Teatro dos Mamonas Assassinas
Citada algumas vezes neste texto, "The Mirror" figura entre os destaques de "Awake". E o marcante trecho inicial dessa faixa aparece na música "Bois Don’t Cry" da banda brasileira Mamonas Assassinas. Quando "Bois Don’t Cry" chega a 1 minuto e 22 segundos, é possível ouvir o início da pesada "The Mirror".
Pode ser apenas coincidência? Talvez. Porém, o saudoso Bento Hinoto (guitarrista dos Mamonas Assassinas) sabia tocar uma música de "Awake" ("6:00") na guitarra, como é possível conferir aqui.
A estranha história de "Space-Dye Vest"
Antes de sair do Dream Theater, Kevin Moore escreveu uma das músicas mais melancólicas e belas de toda a trajetória do grupo, a magnífica "Space-Dye Vest", faixa que encerra "Awake" com maestria.
"Eu estava olhando um catálogo de roupas e vi a foto de uma garota desfilando com uma peça de roupa chamada space-dye vest. Então, me apaixonei por ela por algum motivo estranho e, no momento em que fiquei obcecado por essa pessoa, pensei: ‘Por que estou fazendo isso?’ e percebi que isso estava acontecendo com frequência", declarou Moore, durante uma entrevista concedida a um entrevistador japonês (via Songfacts).
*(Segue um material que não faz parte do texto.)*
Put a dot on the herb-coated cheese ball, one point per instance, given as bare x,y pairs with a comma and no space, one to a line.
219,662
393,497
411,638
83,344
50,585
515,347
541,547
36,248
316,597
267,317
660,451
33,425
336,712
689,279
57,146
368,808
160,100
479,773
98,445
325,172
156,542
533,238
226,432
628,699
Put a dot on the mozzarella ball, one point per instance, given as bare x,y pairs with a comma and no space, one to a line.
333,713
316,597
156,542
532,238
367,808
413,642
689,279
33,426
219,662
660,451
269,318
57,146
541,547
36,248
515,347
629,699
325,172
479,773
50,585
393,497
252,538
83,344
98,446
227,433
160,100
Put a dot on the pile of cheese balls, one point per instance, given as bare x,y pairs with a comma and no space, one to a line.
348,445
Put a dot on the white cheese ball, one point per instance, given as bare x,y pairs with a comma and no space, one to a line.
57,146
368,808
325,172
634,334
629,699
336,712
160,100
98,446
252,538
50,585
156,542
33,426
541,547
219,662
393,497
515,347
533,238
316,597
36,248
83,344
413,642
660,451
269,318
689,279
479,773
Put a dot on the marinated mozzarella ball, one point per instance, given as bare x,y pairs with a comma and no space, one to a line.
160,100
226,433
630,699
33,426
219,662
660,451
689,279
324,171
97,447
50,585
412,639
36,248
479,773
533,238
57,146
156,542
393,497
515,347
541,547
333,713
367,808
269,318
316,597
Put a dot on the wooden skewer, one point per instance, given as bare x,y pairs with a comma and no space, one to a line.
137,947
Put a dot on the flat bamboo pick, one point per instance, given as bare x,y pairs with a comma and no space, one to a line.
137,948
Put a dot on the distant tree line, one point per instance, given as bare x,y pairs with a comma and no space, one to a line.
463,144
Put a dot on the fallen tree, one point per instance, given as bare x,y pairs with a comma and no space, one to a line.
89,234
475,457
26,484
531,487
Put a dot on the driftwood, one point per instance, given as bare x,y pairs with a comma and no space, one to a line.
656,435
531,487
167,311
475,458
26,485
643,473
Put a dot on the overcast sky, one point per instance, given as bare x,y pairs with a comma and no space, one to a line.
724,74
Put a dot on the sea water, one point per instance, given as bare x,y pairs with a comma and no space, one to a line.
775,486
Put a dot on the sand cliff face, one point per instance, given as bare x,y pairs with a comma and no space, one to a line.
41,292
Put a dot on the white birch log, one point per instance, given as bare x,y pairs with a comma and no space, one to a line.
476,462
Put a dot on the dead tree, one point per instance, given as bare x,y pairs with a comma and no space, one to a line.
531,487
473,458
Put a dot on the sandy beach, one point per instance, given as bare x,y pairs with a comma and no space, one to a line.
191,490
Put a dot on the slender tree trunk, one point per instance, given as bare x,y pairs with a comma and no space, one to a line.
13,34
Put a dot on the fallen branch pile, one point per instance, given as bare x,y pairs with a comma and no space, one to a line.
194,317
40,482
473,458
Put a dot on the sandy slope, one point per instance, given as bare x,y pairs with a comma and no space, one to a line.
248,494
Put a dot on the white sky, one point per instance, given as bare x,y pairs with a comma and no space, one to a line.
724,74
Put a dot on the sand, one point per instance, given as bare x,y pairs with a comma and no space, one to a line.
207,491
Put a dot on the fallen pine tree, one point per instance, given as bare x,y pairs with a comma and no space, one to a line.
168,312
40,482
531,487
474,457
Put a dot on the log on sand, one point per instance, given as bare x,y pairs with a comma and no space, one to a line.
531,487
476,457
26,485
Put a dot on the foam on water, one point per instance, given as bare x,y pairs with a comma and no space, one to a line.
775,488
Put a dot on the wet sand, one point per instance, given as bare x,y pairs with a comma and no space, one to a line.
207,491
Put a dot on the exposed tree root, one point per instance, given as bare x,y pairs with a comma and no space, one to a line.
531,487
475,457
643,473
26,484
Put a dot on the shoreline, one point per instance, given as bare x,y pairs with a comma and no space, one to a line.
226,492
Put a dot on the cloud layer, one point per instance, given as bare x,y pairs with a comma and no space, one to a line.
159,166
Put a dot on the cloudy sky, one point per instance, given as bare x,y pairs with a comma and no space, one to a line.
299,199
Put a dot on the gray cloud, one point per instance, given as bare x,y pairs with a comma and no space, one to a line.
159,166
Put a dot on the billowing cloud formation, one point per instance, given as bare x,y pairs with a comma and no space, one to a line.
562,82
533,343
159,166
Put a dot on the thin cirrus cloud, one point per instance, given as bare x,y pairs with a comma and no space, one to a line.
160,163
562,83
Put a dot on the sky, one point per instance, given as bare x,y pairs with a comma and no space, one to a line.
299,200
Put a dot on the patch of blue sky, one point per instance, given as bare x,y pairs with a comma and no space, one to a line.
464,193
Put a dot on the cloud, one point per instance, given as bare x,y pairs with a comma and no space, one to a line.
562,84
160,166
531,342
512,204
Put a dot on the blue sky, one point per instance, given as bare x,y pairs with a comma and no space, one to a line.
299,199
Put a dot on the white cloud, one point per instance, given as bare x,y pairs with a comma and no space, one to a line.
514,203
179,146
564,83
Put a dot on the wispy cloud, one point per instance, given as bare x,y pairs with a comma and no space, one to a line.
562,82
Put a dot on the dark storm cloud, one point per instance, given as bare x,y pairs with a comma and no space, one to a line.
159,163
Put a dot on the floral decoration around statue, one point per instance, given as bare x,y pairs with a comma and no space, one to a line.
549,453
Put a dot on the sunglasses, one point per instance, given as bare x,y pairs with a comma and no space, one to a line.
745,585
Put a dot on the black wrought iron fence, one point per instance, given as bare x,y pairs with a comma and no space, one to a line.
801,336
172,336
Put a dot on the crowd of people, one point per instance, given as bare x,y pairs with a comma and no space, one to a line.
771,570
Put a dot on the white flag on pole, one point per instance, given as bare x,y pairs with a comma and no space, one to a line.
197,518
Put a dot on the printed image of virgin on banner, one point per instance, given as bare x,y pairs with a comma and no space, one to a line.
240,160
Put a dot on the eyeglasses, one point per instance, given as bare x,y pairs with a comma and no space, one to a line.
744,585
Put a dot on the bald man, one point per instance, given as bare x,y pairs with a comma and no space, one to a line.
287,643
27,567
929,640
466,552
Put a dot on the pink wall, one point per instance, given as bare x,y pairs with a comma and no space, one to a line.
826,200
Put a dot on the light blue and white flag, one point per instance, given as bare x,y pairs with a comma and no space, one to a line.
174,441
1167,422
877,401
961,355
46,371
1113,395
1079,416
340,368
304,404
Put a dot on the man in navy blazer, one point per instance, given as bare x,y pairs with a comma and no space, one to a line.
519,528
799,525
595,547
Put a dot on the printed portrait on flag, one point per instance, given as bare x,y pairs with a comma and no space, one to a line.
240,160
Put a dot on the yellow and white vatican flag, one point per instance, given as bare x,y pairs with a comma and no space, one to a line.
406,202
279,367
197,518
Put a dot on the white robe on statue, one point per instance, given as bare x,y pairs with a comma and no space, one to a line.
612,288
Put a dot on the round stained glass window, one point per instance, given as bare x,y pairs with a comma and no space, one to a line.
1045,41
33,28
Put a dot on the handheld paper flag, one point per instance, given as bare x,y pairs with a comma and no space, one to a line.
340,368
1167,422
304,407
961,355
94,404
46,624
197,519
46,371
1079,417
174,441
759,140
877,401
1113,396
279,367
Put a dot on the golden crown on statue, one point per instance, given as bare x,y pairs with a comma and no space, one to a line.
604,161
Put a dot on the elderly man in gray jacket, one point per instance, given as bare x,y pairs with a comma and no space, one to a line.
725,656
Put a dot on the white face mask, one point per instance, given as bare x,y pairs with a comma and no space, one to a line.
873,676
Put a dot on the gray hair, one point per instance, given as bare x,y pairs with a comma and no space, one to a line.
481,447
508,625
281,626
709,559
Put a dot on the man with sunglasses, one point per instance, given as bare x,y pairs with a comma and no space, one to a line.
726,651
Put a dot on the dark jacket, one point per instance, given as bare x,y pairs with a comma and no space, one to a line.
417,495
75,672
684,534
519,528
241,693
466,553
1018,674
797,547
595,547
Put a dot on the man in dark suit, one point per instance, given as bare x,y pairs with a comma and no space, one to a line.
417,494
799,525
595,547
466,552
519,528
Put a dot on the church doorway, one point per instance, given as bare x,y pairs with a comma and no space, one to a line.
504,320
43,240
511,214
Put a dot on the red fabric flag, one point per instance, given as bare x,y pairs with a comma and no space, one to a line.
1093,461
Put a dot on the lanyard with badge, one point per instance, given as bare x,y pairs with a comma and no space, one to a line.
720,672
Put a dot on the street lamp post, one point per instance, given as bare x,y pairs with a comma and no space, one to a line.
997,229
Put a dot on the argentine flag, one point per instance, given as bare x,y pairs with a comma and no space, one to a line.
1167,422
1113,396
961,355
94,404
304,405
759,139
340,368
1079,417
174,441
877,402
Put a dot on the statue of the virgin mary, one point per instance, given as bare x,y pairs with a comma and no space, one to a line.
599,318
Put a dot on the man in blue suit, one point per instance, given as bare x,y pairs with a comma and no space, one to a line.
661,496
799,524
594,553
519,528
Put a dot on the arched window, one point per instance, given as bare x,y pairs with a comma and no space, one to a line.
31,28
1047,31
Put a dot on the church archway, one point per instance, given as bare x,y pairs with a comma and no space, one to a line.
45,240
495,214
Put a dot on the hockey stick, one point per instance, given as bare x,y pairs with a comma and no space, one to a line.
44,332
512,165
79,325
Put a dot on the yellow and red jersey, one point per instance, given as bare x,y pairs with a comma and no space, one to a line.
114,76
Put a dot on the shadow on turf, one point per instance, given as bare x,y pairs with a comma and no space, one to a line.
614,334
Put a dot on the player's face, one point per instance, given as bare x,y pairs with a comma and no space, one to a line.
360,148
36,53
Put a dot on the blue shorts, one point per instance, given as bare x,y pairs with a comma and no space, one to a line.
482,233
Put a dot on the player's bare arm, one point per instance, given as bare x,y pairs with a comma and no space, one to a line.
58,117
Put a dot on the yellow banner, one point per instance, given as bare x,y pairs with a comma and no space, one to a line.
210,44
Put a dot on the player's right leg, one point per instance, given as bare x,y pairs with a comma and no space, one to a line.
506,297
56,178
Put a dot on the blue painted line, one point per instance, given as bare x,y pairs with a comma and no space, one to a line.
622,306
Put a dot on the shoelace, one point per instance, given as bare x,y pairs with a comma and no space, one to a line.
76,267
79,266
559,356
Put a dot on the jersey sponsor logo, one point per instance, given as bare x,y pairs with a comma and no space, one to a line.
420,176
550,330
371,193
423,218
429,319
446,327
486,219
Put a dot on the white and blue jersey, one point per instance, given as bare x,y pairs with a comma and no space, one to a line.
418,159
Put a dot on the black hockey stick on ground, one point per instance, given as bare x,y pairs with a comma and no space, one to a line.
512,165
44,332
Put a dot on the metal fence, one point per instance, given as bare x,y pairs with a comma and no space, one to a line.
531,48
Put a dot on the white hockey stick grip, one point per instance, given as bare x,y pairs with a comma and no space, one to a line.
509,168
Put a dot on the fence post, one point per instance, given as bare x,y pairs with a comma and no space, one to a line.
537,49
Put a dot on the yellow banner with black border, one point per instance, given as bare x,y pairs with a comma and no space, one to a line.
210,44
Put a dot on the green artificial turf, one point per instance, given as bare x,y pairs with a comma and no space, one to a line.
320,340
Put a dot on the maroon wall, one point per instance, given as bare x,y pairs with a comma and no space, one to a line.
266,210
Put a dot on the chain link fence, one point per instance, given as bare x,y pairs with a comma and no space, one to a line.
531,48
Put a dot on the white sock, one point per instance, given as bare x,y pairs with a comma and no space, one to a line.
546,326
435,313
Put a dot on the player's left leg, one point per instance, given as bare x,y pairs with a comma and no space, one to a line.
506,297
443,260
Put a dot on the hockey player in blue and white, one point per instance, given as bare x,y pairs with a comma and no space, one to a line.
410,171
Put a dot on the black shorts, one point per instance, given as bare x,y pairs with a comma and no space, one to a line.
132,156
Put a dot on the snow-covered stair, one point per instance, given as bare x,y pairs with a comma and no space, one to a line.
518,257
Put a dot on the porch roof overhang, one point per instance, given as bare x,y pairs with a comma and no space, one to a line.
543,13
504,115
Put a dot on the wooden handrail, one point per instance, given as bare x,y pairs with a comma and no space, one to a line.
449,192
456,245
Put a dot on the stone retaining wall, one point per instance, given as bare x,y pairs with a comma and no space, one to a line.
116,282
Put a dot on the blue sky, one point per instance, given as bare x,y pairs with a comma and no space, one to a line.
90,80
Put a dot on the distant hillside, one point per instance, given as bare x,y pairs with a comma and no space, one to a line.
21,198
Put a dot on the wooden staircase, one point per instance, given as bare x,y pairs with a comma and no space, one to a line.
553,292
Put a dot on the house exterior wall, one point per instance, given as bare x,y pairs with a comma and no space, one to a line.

"Acho que a principal razão pela qual estava fazendo isso, e foi isso que descobri na época, era que eu tinha acabado de sair de um relacionamento em que fui abandonado, basicamente, e então acho que a situação era que eu não tinha terminado de entregar tudo o que eu estava pronto para entregar. Então eu estava apenas, tipo, jogando tudo ao redor, sabe, apenas apontando em diferentes direções. Era um caso total de projeção.
Essa música é simplesmente uma tentativa de resolver isso e admitir que estava meio perdido. Portanto, é uma música meio sombria. Mas foi muito catártica", complementou o tecladista.
"Space-Dye Vest" é sensacional, mas, de acordo com Mike Portnoy, a faixa quase ficou de fora do álbum. "Definitivamente nunca tocaríamos essa música ao vivo sem Kevin na banda. Era totalmente 100% música dele e se soubéssemos que ele estava prestes a sair da banda, nem a teríamos colocado em nosso álbum", afirmou Portnoy, em uma sessão de perguntas e respostas disponibilizada em seu site oficial.